第三話
ふと空を振り仰ぐと、そこには怖いくらいの群青が広がっている。
思えば、ギャルゲーを求め級友と遠方のゲームショップまで自転車を走らせた十四歳の夏の日も、こんな景色に出会っていたような気がする。
ナオちゃんとのデート前日、午後二時。僕は学校指定のスクールバッグを右肩に、ただならぬ決意を胸に、自宅から徒歩圏内に位置する名も知れぬ山道にたった一人繰り出していた。目的はただ一つ。二次元との決別──ギャルゲーおよび攻略本の埋葬を企てていたのだ。
「……っ」
草木が鬱蒼と生い茂る獣道。むせ返るような緑の匂いが鼻を突く。牧原に二千円でつかまされた、聖なる十字架と白龍がプリントされた謎ブランドのVネックTシャツには滝の汗。「熊出没注意」および「不審者注意」の物騒極まりない看板をものともせずに僕は進む。進む。競歩の速度でとにかく進む。
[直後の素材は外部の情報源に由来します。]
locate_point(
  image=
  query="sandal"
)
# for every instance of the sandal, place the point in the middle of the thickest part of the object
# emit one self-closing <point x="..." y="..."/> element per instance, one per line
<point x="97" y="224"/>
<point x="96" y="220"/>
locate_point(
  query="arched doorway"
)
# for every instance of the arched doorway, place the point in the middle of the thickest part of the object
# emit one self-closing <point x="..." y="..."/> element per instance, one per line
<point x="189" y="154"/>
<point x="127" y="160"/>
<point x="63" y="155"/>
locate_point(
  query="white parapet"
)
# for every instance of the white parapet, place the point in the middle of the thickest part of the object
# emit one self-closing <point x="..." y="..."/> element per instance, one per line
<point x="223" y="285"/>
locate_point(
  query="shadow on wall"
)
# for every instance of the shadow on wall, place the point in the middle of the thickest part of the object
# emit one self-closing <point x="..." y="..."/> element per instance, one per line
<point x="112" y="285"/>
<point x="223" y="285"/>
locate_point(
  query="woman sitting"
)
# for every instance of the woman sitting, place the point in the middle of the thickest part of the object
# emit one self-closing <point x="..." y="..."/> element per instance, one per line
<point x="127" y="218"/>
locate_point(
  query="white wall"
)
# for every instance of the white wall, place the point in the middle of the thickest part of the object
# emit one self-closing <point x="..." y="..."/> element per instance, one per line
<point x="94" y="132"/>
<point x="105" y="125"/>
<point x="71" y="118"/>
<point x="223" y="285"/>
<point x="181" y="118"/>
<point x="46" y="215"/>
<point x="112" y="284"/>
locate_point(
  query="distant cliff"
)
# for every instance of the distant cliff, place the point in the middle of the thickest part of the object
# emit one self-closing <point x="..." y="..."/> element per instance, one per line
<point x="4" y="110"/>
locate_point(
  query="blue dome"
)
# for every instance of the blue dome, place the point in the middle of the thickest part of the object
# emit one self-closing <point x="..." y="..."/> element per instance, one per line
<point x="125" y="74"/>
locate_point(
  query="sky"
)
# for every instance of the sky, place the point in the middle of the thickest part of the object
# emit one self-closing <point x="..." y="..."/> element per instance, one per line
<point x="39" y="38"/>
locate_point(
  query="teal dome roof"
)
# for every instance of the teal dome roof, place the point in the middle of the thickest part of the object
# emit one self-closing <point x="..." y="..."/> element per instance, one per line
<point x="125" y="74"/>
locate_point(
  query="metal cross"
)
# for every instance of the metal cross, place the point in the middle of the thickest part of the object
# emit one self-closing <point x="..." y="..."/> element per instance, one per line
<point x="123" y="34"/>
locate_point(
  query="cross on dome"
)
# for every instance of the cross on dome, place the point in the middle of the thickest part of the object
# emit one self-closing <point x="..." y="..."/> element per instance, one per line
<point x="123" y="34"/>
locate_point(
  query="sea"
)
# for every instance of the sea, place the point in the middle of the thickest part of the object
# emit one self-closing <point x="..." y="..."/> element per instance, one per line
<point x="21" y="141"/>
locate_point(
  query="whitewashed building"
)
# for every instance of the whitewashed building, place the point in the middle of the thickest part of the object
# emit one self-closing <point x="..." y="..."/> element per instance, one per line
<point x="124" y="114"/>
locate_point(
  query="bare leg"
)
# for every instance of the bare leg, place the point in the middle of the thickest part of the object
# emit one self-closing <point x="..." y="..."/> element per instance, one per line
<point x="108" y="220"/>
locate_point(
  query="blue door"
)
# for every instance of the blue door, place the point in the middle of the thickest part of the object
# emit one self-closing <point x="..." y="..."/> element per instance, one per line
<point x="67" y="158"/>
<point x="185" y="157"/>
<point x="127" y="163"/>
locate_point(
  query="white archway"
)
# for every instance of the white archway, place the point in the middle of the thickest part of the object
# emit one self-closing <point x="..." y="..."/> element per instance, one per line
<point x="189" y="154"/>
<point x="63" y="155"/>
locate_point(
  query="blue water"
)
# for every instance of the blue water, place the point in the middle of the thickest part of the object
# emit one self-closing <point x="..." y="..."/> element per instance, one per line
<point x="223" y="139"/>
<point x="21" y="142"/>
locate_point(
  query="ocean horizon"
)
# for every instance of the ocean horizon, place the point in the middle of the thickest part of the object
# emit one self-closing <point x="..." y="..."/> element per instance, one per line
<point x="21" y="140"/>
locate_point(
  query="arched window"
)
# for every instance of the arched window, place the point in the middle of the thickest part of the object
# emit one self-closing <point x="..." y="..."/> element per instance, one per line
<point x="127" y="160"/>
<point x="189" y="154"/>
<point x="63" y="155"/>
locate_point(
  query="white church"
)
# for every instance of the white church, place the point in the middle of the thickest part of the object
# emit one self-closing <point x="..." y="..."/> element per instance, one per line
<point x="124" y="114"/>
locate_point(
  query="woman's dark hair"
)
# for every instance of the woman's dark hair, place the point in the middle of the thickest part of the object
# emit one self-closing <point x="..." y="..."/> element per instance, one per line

三、四百メートルほど歩き続けたころだろうか。途方もなく続く未舗装路のド真ん中で足を止めた僕は、ふいに辺りをキョロキョロと見渡した。
……誰もいない。
当たり前だ。映画『スタンド・バイ・ミー』の舞台さながらのこんな秘境に誰がノコノコと足を踏み入れようものか。それこそ僕のようなワケありくらいのものだろう。内心でぼそりとつぶやきつつ、飾り気のないスクールバッグからおもむろに取り出したのは、自宅からこっそり持ち出した園芸用スコップであった。
直後、視界の端に飛び込んできた一本の大木になんの気なしに歩み寄る。血管然とした長枝にはテープの伸びきった怪しげなVHSが絡まっている。ここにしなよ、と風が語りかける。気づけば大木の根元にスコップで一撃を入れている。一心不乱に土を抉り取っている。
大きさにしてマンホールのフタほどの穴が完成したのは数分後のことだった。ここに想い出を葬ることに一切の迷い、ためらいはなかった。ここで中途半端に計画を頓挫させようものならば、僕はもう一生情けないままの劣等生で終わってしまいそうな、そんな気がしていたのだ。次のステップに進むためには、ナオちゃんとの恋を成就させるためには、ここで逃げてはならない。絶対、絶対に。
ほどなくして完成した青春の墓標。
「バイバイ」
もちろん返事はない。
タヌキの一団が物陰から怪訝そうにこちらを見つめている。どこか遠くの方では怪鳥が鳴いている。
バイバイ、青春。
心でもう一度つぶやくと、僕は全速力で駆け出した。